Cricket Australia have banned Steve Smith and David Warner for 12 months as punishment for their roles in the ball-tampering saga to rock their tour of South Africa.

Batsman Cameron Bancroft will also be suspended from selection for a total of nine months, while Australia head coach Darren Lehmann evades any sanction.

Captain Smith and vice-captain Warner were stood down from their leadership roles in the wake of the third Test at Newlands which witnessed Bancroft claim he had applied dirt from the rough of the wicket to the ball using sticky tape in order to encourage reverse swing.

However, Cricket Australia’s investigation has confirmed that rather than sticky tape and dirt, sandpaper was instead used.

The Cricket Australia board, as well as former Test players Mark Taylor and Michael Kasprowicz, convened for two-and-a-half hours on Wednesday to determine the sanctions imposed on the guilty trio.
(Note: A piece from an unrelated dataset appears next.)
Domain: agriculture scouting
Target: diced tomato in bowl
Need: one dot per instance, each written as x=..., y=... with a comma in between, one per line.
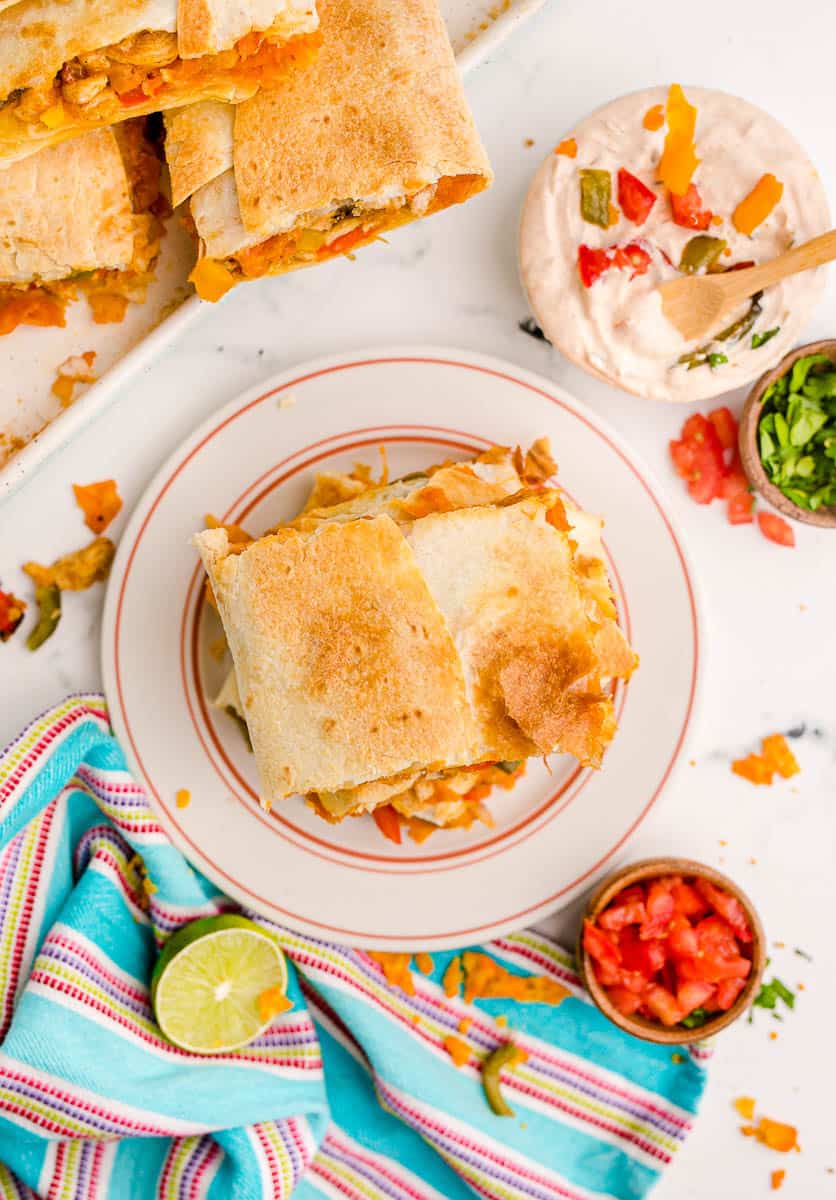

In addition to their bans, 28-year-old Smith will not be able to captain the national side for at least two years and all three players have been ordered to undertake 100 hours of voluntary work ‘within the cricket community’.

Smith and Warner will be eligible to return to the national set-up in time for the 2019 Ashes series and the 2019 Cricket World Cup.

The actions taken by the duo has already lightened their pockets as the BCCI confirmed that both Smith and Warner will not play in this year’s IPL for Rajasthan Royals and Sunrisers Hyderabad, respectively – two franchises who the two players would have captained in the T20 mega-event.

This follows the worldwide condemnation from the likes of the Australian Prime Minster Malcolm Turnbull, Adam Gilchrist, Michael Vaughan, Dale Steyn and Michael Clarke.

Cricket Australia’s sanctions represent the most significant bans handed to an international cricketer in Test history and comes at a time when the national governing body is fielding multi-million dollar bids from broadcast companies for television rights.